On 2 April Michael’s cellulitis infection had not cleared up and Michael went back to hospital. The infection was worse than Michael thought and he had to have some of the infected tissue removed from his hand and have a skin graft. Michael was discharged from hospital on 9 April 2015 and was told that he should not travel for another 6 to 8 weeks as he would require ongoing care. Michael cancelled his holiday and made a claim to Excelsior for his travel costs.

Excelsior accepted Michael had cancelled his trip due to an unforeseeable circumstance beyond his control. However, Excelsior declined to cover Michael’s claim for cancellation expenses because the policy had an exclusion to cover for claims relating to PEMC’s. Excelsior said Michael’s cellulitis infection was an existing illness which he was aware of and had sought treatment for in the last 6 months, prior to buying his travel insurance policy on 26 March. Excelsior said Michael’s cellulitis was a PEMC and there was no cover under his policy.

Michael did not think it was fair for Excelsior to decline his claim and complained to FSCL.

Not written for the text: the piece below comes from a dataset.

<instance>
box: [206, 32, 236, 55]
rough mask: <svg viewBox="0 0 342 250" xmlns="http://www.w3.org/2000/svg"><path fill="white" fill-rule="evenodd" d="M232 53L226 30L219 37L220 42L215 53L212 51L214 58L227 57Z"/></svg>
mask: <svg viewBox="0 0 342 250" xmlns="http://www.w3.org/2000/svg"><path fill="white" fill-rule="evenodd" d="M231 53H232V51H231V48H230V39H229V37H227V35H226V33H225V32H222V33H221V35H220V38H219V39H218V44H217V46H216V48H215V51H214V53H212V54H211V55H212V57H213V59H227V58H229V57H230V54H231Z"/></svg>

We investigated the complaint and found:

  • The effective date for this insurance policy was the date on which the premium was paid. Until the premium was paid there was no insurance contract and no cover. 
  • Michael knew he had to disclose all PEMCs because he had been told by Excelsior and he had disclosed his heart condition already.
  • The obligation to disclose anything that may increase the risk for your insurer is an ongoing obligation and Michael should have disclosed his hospitalisation with cellulitis and asked for it to be covered before he purchased his policy.
  • Excelsior had reasonably applied the policy wording.

We could not uphold Michael’s complaint. Michael was disappointed but he accepted the policy was clear and he should have disclosed his cellulitis to Excelsior if he wanted it to be covered under the policy. Michael was also disappointed that he had not paid the premium and put travel insurance in place immediately he paid for the holiday. Michael discontinued his complaint.    



Most travel insurance policies do not come into effect until the premium is paid. Travel insurance policies have different definitions for PEMCs, however generally these include any illness or defect which you were aware of before cover commenced. If a PEMC has not been disclosed to your insurer it will not be covered. Your insurer may agree to cover a disclosed PEMC and if it does so it may charge a higher premium. It’s also wise to finalise and pay for travel insurance before, or as soon as soon as possible after, paying for your booked travel.